Complete reference for Aparture configuration options.

Configuration Location

Configuration is stored in browser localStorage when using the web interface or CLI automation.

Storage key: arxiv-analyzer-config

Location:

  • Web Interface: Browser localStorage (persists across sessions)
  • CLI Automation: Playwright browser profile in temp/playwright-profile/

Configuration Structure

The configuration object contains all analysis settings:

json
{
  "selectedCategories": ["cs.LG", "cs.AI", "stat.ML"],
  "researchCriteria": "I am interested in...",
  "quickFilterEnabled": true,
  "quickFilterModel": "claude-haiku-4.5",
  "quickFilterThreshold": "maybe",
  "abstractScoringModel": "claude-sonnet-4.5",
  "scoringBatchSize": 10,
  "postProcessingEnabled": false,
  "postProcessingModel": "claude-sonnet-4.5",
  "minScoreThreshold": 5.0,
  "pdfAnalysisModel": "claude-opus-4.6",
  "maxPapersForPdfAnalysis": 20,
  "generateNotebookLM": true,
  "notebookLMDuration": 15
}

Configuration Options

selectedCategories

Type: string[]

Description: arXiv categories to monitor

Example:

json
["cs.LG", "cs.AI", "stat.ML", "astro-ph.CO"]

Valid values: Any arXiv category code (see arXiv Categories)
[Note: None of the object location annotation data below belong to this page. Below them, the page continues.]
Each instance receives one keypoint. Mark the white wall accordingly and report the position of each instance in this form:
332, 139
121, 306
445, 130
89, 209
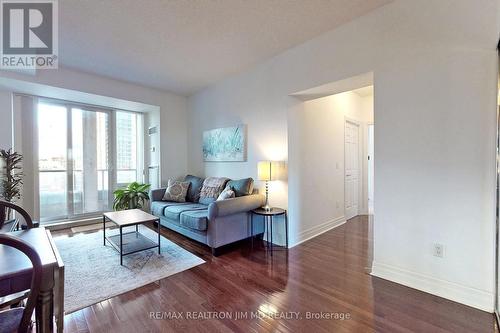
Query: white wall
435, 68
173, 110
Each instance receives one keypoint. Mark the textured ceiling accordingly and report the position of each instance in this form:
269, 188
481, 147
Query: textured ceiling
185, 45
Default: [] (empty, must be set)

At least one category required

Analysis will fail without category selection


researchCriteria

Type: string

Description: Natural language description of research interests, used to score paper relevance

Example:

I am interested in:
- Deep learning applications in astrophysics
- Bayesian inference methods for time-series data
- Novel neural network architectures
- Interpretable machine learning

Recommended length: 50-200 words

Tips:

  • Be specific about techniques and domains
  • Mention both broad interests and specific topics
  • Include methodology preferences
  • Update based on analysis results

Default:

I am interested in papers that advance the state of the art
in my research areas through novel methodologies, significant
empirical results, or important theoretical contributions.

quickFilterEnabled

Type: boolean

Description: Enable Stage 1 quick filtering for fast YES/NO/MAYBE classification

Values:

  • true - Run quick filter before abstract scoring
  • false - Skip quick filter, score all papers

Cost impact: Can reduce costs by 40-60% by filtering out irrelevant papers

Time impact: Adds 2-5 minutes to analysis

Recommended: true for broad categories or high volume (>30 papers/day)

Default: true


quickFilterModel

Type: string

Description: AI model to use for quick filtering

Valid values:

  • "claude-haiku-4.5" - Recommended
  • "claude-sonnet-4.5"
  • "claude-opus-4.6"
  • "gpt-5-nano"
  • "gpt-5-mini"
  • "gpt-5.2"
  • "gemini-3-flash" - Pro-level at Flash pricing (Preview)
  • "gemini-3-pro" - Most powerful Google model (Preview)
  • "gemini-2.5-flash-lite" - Cheapest
  • "gemini-2.5-flash"
  • "gemini-2.5-pro"

Recommended: "claude-haiku-4.5" (best speed/cost balance)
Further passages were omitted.